否則就會如同大周國一樣,名為臣屬,實則諸侯並立,相互傾軋,最終導致皇權旁落,落得國不像國,被崛起的秦國全部吞下。
“你這麽做的目的是什麽,你還是沒有說,我不相信你建立一個自由的國度,隻是為了親眼看著它亂起來!”
“隻要秩序還掌握在我的手裏,就亂不起來,即便亂,也隻是小範圍的亂,這種混亂未必是壞事。和我留下你組建的軍隊,卻又不招攬進來是一個道理。”
墨衍懶洋洋說道。
這些想法在他的腦海中盤桓許久了,直到現在他才說出來,沒想到第一個聽他說這些的人,居然是黎清這個女人。
墨衍也懶得聽她一點點盤問,直接將自己所想的東西說了出來。
“一個自由的帝國,絕對不能以數量來決定權力,這也是我不組建軍隊的原因,但是我收下了兩萬名好苗子親自教導,讓他們能夠得到最好的成長條件,他們就是未來秩序的保障。”
其實不隻是墨衍收下了兩萬人,稷下學宮在成為帝國最榮耀的學院之後,也開始大肆招收學子,和墨衍的要求一樣,都是隻要求天賦和人品,對於世家背景沒有任何限製。
“許多小地方沒有什麽修士,但是總會有些強大的人,他們或許不代表正義,不代表黑暗,但是代表了權威,這種人被人敬畏,但是又不會幹涉別人合理的自由,我需要的就是這樣的人。

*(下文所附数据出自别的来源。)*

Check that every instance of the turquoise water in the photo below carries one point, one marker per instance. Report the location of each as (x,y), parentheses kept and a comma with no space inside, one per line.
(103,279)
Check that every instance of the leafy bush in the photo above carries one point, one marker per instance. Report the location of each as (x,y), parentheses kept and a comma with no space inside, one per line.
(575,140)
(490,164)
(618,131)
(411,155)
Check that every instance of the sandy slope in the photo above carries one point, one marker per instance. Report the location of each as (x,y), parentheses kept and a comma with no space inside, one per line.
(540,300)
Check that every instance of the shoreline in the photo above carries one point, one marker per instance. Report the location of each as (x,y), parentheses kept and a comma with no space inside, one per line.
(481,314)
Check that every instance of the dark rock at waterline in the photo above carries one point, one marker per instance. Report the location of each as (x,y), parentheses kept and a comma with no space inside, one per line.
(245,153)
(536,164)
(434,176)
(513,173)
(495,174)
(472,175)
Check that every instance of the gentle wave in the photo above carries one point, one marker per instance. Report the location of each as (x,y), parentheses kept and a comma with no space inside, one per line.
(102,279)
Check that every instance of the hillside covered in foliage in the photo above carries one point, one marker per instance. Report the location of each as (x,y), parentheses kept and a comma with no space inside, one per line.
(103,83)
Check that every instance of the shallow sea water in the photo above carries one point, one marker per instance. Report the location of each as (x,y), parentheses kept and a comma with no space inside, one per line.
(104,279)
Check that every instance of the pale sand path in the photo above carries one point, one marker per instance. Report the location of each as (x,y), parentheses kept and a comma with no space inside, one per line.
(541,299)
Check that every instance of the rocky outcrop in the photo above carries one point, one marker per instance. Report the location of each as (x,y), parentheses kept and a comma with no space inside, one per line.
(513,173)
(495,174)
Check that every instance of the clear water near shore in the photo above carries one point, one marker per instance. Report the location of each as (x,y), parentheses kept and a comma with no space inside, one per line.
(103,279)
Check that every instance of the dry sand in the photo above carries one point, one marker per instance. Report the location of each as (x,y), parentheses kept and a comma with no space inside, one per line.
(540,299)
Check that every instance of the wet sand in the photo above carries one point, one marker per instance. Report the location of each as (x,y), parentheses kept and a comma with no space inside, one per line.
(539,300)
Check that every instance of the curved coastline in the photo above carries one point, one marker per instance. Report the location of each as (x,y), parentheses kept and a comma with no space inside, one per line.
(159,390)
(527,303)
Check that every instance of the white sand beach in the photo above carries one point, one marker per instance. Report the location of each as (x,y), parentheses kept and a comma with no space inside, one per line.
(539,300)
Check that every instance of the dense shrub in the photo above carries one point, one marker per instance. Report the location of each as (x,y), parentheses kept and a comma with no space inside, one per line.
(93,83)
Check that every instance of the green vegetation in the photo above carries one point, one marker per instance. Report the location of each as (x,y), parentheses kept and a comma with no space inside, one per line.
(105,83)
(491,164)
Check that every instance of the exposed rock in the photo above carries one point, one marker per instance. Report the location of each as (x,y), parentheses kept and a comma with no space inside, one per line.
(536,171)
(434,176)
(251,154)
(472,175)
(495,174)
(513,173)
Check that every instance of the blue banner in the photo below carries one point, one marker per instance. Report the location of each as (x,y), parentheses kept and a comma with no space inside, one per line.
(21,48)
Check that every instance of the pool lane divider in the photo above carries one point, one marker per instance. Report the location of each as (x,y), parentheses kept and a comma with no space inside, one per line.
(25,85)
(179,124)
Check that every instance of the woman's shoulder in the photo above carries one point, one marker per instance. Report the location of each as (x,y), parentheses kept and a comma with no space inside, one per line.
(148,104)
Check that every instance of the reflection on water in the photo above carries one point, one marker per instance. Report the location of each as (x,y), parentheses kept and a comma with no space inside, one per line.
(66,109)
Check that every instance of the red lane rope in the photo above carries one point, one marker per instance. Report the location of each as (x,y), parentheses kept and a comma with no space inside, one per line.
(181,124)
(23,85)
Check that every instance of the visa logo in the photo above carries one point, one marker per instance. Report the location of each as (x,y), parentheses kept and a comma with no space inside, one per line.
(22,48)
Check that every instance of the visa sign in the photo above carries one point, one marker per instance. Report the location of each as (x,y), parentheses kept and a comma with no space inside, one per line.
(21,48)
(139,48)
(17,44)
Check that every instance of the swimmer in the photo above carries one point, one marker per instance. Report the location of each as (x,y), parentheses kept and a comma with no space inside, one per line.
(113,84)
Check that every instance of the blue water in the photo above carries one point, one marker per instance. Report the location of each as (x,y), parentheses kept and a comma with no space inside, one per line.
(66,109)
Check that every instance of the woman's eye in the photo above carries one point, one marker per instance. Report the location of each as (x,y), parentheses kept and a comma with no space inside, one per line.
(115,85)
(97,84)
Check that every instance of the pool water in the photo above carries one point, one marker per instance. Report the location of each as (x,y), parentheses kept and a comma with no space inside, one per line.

有這兩萬名精銳在,帝國就亂不起來,那些自持有些實力就想要作亂的人,隻要一想到頭頂上有一支實力恐怖的軍隊在盯著他們,就不會出亂子。”
“但是這支實力恐怖的軍隊隻是基本秩序的維護者,並不會對他們的生活進行任何幹涉,我要他們自己形成一個完整的生態鏈。”
“我知道你想的是諸侯並立之時大陸上的混亂,但是你想過沒有,諸侯並立的時候,也是大陸上最為強大的時候,秦國統一的過程雖然折損了很多的強者,但是在秦國統一之後這種狀態並沒有緩解,就是因為階級的僵化。人活著沒有了希望,就不會去奮鬥,修士就不會想著千方百計去突破,所有人都想著投靠一個明智的主子,想辦法混些權力,然後去享受權力帶來的快感,這是扭曲的。”
“你建立的大新國,一定程度上也是秦國製度的延續。因為你的突然出現,讓秦國各地反叛的火焰熄滅了下去,這些想要為自己奮鬥拚搏的人,徹底失去了信心。這就是為什麽你的統治明明沒有什麽政策變動,卻是沒有人起來反抗你,因為他們都已經成為了麻木的木偶,在這種國家稱王稱霸,沒有任何意義。”
當人連基本的生存需求都做不到的時候,也就不會想著如何突破自我,這就是那些潰敗的軍隊,無主的軍隊會去屠戮村莊,會去搶奪城鎮,或是歸隱山林的原因。
都隻是因為他們看不到希望,看不到光,在黑暗裏行走,很容易便會失足落水,僅此而已。
那些一聽到墨衍得勢,便望風來投的人,也是一樣的心理。
“我就是要弱化權力,弱化束縛,讓他們為了自己而活!”
天空之國成立的第一個法則便是,沿用秦國實行的郡縣製,隻不過郡縣製不再是以控製為目的,而是成為了一個掌管公平正義的機構,由洛邑委派人員和地方有威望人員兩部分組成。
不再對人口進行嚴密的監控,也不再在城市之間設立嚴格的人口製度,整個國家好像一瞬間進入到了一個無主的狀態,但是郡縣的理事衙門又是懸在所有人頭上的一把尖刀。